But the Court of Appeal found the sentencing judge was not given enough information about the circumstances in which the attack commenced, and was left to conclude that Gilbert was not provoked.
Further details about the stabbing were outlined in the Court of Appeal, including Gilbert’s assertion that the victim was acting erratically during the night.
Gilbert was at the victim’s house on Green Street, California Gully, at 1.30am on September 11, 2015, when they failed to find anyone who could sell him cannabis.
An email between two of Gilbert’s former lawyers was included in the Court of Appeal judgement and outlined his self-defence claim, detailing Gilbert’s allegation that the victim was “throwing knives around the house” and he drew a target on a wall to distract her.
Gilbert claims the victim became “angrier and angrier” and allegedly attacked him with a knife, before they wrestled and he stabbed her 10 times – four to the back and six to the facial area.
He later told his partner that he “had kids pulling me [sic] hair and dogs biting me and in the end I had her (or got her) in a strangle hold and she was trying to stab me”.
Evidence at the scene suggested there was a struggle in the kitchen either before or during the stabbing.

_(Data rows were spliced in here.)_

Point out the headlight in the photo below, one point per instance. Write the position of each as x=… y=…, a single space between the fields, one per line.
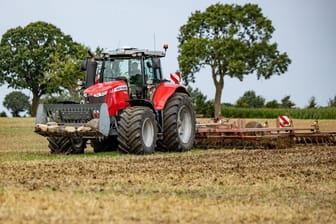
x=100 y=94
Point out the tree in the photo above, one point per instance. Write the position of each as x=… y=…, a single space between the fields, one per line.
x=332 y=102
x=272 y=104
x=29 y=55
x=312 y=102
x=286 y=102
x=202 y=105
x=233 y=41
x=3 y=114
x=16 y=102
x=250 y=100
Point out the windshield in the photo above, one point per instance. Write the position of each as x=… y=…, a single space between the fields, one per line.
x=109 y=70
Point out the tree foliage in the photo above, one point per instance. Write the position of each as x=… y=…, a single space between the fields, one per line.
x=40 y=58
x=202 y=105
x=286 y=102
x=312 y=103
x=332 y=102
x=233 y=41
x=250 y=100
x=17 y=102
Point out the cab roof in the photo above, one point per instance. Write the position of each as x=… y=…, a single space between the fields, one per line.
x=132 y=52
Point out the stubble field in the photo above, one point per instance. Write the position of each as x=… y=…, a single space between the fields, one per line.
x=296 y=185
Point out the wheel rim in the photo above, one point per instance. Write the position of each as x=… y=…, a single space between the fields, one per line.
x=147 y=132
x=184 y=126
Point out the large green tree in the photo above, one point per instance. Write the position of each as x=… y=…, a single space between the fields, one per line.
x=233 y=41
x=17 y=102
x=29 y=56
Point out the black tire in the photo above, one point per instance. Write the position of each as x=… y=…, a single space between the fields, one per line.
x=137 y=130
x=105 y=145
x=65 y=145
x=179 y=124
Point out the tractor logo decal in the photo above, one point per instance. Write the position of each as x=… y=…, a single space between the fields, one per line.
x=119 y=88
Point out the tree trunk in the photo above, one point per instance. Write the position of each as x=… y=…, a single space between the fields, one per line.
x=218 y=97
x=219 y=84
x=36 y=99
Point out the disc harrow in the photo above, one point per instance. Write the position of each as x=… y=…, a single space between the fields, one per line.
x=240 y=135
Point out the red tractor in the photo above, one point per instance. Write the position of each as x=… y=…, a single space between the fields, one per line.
x=128 y=107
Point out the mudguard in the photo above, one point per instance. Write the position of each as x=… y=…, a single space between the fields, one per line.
x=164 y=91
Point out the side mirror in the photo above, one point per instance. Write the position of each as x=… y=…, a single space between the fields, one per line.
x=156 y=63
x=83 y=65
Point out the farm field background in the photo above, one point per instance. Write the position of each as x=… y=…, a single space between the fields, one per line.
x=294 y=185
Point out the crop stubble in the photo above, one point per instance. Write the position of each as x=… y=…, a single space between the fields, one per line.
x=296 y=185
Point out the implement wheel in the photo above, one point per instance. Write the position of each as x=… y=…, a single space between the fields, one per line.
x=178 y=123
x=65 y=145
x=137 y=130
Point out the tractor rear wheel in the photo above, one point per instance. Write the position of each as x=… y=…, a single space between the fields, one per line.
x=137 y=130
x=178 y=123
x=65 y=145
x=105 y=145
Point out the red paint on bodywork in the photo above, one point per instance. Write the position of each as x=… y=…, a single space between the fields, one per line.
x=116 y=96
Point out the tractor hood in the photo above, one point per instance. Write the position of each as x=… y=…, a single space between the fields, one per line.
x=101 y=89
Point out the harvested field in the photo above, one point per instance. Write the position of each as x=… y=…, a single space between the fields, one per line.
x=296 y=185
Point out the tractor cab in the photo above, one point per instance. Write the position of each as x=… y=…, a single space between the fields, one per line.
x=140 y=69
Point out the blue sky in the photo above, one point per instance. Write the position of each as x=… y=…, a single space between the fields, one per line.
x=305 y=29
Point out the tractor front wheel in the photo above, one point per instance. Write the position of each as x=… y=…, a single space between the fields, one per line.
x=178 y=124
x=137 y=130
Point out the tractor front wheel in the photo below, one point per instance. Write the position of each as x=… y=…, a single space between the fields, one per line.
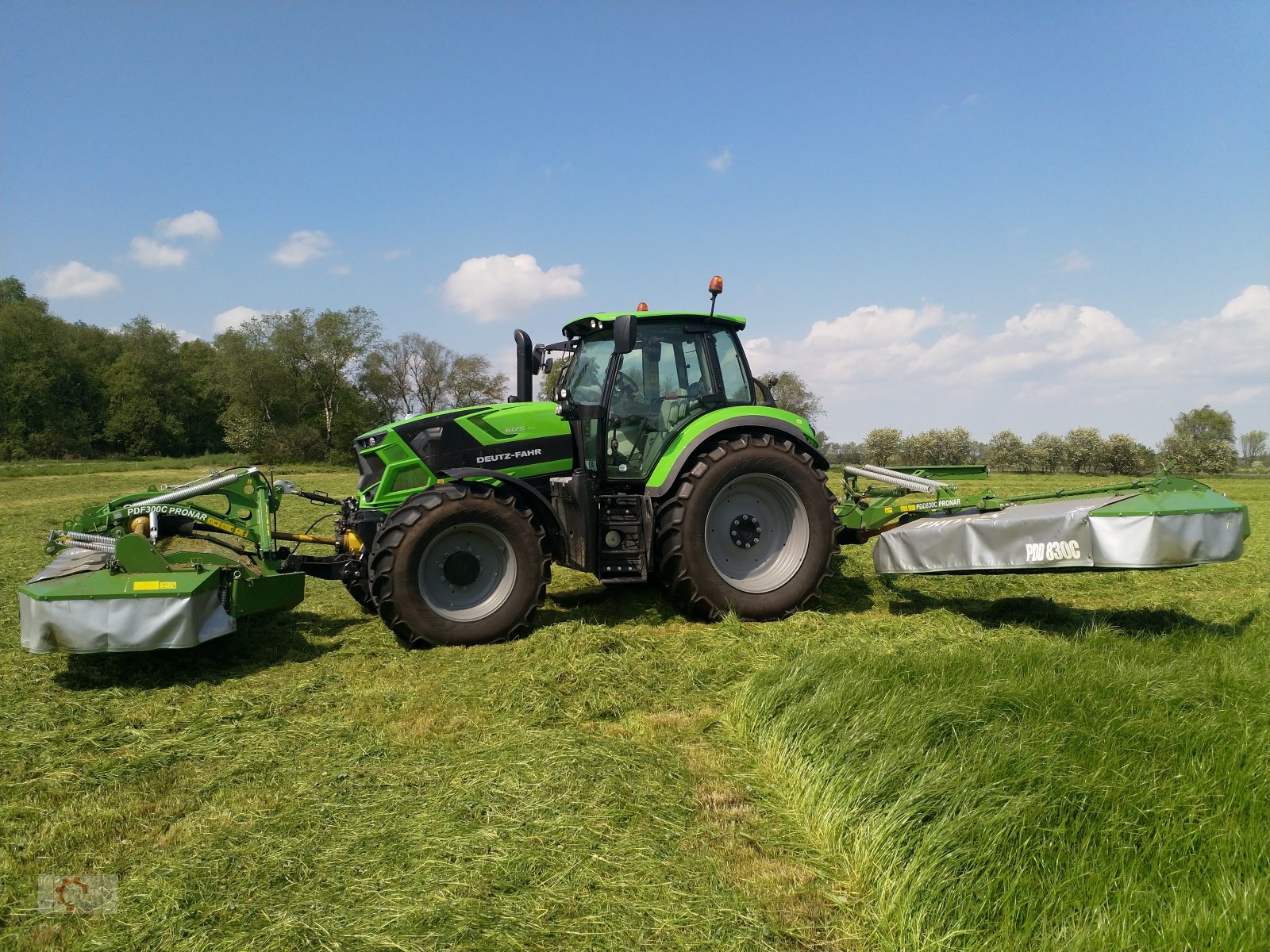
x=749 y=528
x=459 y=565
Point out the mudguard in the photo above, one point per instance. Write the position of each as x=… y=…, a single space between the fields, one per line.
x=710 y=427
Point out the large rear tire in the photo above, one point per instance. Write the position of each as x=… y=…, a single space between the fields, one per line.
x=459 y=565
x=749 y=528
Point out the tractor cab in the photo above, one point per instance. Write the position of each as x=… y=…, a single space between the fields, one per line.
x=632 y=381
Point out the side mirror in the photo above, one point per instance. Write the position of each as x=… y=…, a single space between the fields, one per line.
x=624 y=334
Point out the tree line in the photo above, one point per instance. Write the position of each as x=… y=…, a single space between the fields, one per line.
x=302 y=385
x=1202 y=442
x=294 y=386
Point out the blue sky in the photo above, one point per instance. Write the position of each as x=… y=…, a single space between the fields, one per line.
x=1035 y=216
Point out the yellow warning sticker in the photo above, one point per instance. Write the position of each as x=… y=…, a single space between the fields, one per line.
x=224 y=526
x=152 y=585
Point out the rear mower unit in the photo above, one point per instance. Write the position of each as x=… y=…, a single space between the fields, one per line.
x=660 y=457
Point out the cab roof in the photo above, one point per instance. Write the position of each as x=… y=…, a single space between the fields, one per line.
x=594 y=321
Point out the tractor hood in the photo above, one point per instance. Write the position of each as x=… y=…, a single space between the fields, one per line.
x=529 y=441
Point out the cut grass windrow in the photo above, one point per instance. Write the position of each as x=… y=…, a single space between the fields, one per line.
x=968 y=762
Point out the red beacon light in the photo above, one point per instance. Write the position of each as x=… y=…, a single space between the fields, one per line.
x=715 y=290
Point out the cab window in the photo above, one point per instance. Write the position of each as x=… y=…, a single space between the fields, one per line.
x=732 y=367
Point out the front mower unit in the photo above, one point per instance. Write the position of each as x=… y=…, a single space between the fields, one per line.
x=111 y=588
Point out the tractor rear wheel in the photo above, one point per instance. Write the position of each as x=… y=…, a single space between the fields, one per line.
x=749 y=528
x=459 y=565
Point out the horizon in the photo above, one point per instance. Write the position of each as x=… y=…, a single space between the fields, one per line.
x=1001 y=217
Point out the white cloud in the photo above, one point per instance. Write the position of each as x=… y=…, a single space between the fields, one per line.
x=156 y=254
x=302 y=248
x=1052 y=367
x=234 y=317
x=502 y=286
x=722 y=162
x=76 y=279
x=200 y=225
x=1073 y=262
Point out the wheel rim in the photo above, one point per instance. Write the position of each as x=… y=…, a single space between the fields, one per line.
x=467 y=573
x=757 y=532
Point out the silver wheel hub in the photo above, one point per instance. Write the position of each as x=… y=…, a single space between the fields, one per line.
x=468 y=573
x=757 y=532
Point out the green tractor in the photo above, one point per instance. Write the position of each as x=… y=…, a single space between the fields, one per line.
x=654 y=463
x=660 y=457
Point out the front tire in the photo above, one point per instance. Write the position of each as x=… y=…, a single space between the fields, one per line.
x=459 y=565
x=749 y=528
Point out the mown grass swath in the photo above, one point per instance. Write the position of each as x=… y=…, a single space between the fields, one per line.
x=1006 y=762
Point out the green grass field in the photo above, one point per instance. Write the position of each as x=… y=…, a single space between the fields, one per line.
x=1067 y=762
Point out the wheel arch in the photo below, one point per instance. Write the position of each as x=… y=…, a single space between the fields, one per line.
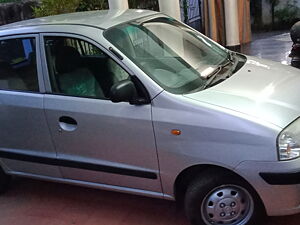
x=183 y=180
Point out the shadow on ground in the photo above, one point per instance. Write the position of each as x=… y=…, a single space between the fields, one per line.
x=42 y=203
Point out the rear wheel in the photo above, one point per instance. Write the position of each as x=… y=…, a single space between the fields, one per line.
x=4 y=181
x=222 y=199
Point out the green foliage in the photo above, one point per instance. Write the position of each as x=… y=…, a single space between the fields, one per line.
x=54 y=7
x=8 y=1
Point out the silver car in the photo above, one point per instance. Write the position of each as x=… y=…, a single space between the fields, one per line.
x=137 y=102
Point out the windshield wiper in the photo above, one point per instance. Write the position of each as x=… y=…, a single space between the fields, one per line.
x=212 y=77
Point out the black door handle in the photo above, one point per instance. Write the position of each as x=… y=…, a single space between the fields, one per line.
x=67 y=120
x=67 y=123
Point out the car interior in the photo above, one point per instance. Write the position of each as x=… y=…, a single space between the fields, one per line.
x=18 y=69
x=78 y=68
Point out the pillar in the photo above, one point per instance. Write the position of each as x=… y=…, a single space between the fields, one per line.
x=231 y=23
x=171 y=8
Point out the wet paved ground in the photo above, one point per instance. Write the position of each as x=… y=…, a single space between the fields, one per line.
x=31 y=202
x=275 y=46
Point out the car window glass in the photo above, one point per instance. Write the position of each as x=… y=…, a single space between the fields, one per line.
x=18 y=70
x=78 y=68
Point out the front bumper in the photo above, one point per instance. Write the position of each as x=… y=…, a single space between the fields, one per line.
x=277 y=183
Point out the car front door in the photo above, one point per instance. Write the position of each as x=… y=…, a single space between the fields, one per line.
x=25 y=141
x=97 y=141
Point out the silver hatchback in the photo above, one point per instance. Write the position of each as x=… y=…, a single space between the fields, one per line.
x=137 y=102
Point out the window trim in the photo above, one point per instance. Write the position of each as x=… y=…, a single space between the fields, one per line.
x=41 y=83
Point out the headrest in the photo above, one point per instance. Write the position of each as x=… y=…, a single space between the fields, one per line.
x=6 y=70
x=67 y=59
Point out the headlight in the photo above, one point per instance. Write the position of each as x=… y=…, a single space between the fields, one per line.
x=289 y=142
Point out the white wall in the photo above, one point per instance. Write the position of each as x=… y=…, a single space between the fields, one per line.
x=266 y=10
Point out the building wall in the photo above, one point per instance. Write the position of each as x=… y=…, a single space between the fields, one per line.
x=266 y=9
x=13 y=12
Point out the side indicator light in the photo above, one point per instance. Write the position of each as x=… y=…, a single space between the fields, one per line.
x=176 y=132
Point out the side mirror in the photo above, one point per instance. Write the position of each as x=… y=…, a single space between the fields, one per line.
x=123 y=91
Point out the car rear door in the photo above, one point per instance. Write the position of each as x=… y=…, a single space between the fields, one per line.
x=97 y=141
x=26 y=147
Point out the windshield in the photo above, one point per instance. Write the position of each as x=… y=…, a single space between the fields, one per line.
x=179 y=59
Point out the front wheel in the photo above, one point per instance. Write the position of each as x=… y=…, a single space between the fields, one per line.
x=222 y=199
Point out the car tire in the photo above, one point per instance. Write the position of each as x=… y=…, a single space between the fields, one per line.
x=4 y=181
x=218 y=198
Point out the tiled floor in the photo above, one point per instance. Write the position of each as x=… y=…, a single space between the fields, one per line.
x=275 y=46
x=31 y=202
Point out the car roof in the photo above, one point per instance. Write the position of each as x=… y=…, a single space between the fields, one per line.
x=103 y=19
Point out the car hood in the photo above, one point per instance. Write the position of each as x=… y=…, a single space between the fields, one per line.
x=263 y=89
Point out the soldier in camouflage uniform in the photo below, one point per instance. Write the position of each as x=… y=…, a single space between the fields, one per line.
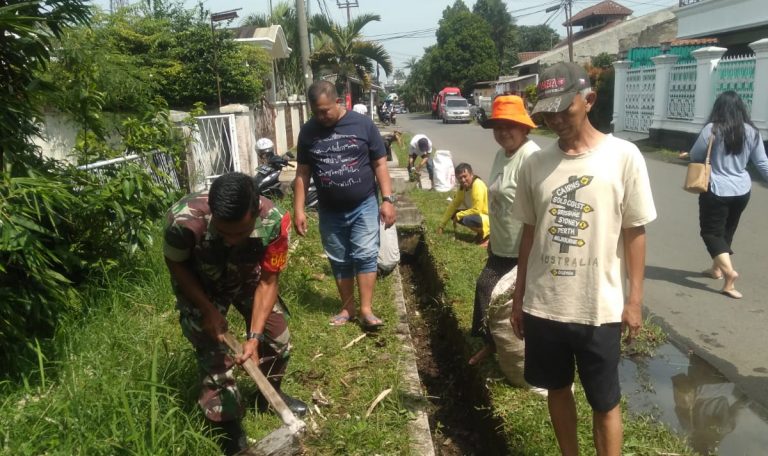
x=227 y=247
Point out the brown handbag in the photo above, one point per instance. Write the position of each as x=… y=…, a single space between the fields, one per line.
x=697 y=177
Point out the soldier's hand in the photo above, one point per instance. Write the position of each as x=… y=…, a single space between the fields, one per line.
x=250 y=350
x=300 y=222
x=214 y=324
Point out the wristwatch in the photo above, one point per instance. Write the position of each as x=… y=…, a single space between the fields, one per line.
x=257 y=336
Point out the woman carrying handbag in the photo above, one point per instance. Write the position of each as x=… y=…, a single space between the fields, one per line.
x=736 y=142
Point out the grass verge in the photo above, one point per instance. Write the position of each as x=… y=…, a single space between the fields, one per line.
x=121 y=379
x=526 y=425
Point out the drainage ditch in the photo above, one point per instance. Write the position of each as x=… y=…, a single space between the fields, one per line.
x=459 y=412
x=677 y=388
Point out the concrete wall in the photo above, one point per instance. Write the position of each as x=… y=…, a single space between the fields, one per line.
x=714 y=17
x=59 y=135
x=651 y=36
x=58 y=140
x=607 y=40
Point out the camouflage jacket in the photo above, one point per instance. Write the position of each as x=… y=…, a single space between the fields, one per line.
x=226 y=272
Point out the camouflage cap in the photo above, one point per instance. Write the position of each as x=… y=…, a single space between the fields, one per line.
x=558 y=85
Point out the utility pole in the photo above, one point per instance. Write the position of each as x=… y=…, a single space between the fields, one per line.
x=347 y=4
x=568 y=16
x=304 y=43
x=566 y=5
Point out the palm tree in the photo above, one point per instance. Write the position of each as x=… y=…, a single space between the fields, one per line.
x=343 y=51
x=288 y=69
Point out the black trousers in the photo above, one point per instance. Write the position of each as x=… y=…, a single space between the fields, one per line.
x=718 y=219
x=494 y=270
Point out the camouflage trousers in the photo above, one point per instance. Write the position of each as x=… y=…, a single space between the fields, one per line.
x=220 y=398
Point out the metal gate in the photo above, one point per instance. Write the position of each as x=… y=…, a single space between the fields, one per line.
x=213 y=150
x=641 y=84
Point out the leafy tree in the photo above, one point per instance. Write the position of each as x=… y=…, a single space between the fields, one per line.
x=536 y=38
x=175 y=49
x=495 y=13
x=344 y=52
x=465 y=52
x=289 y=69
x=417 y=91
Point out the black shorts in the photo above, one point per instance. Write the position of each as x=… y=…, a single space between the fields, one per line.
x=554 y=349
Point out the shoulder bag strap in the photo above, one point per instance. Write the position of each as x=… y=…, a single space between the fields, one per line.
x=709 y=147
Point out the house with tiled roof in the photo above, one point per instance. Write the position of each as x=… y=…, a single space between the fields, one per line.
x=595 y=18
x=603 y=27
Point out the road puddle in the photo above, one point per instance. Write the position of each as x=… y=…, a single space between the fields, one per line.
x=686 y=393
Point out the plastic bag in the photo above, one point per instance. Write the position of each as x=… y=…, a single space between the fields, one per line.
x=444 y=174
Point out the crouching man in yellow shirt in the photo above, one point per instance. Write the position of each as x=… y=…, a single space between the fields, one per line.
x=470 y=205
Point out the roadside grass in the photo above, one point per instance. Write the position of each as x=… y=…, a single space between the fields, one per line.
x=121 y=378
x=118 y=380
x=524 y=414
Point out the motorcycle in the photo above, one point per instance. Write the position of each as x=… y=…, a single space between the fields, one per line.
x=268 y=179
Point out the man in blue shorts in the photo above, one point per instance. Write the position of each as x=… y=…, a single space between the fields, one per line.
x=345 y=154
x=584 y=202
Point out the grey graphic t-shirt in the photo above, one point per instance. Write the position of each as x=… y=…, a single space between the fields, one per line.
x=579 y=206
x=341 y=158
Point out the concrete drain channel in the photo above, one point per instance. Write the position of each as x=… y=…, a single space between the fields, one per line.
x=459 y=414
x=675 y=388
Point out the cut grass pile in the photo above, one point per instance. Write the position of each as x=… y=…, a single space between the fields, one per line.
x=524 y=414
x=121 y=379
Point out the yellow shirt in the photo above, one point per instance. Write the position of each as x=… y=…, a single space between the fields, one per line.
x=474 y=202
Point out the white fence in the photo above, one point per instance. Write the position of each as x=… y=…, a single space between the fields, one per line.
x=678 y=97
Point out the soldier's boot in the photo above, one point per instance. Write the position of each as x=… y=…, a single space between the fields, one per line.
x=231 y=436
x=297 y=406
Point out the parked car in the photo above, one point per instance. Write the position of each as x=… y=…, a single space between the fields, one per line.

Lawyers advised Gilbert against running a self-defence argument, and a number of Gilbert’s assertions about the victim’s actions on the night were omitted from the final police summary.
The sentencing judge refused to accept Gilbert’s side of events as fact as they were not included in the summary.
The Court of Appeal found that the summary should have described Gilbert’s actions as “excessive and not a reasonable response to the circumstances as he perceived them”.
“What was not open, on the material tendered to the judge, was the conclusion that the applicant’s attack on the complainant was entirely unprovoked,” the judgement reads.
Gilbert’s appeal against conviction for intentionally causing serious injury was refused.
His appeal against the sentence was granted, and the matter has been returned to the County Court to be considered for a second time.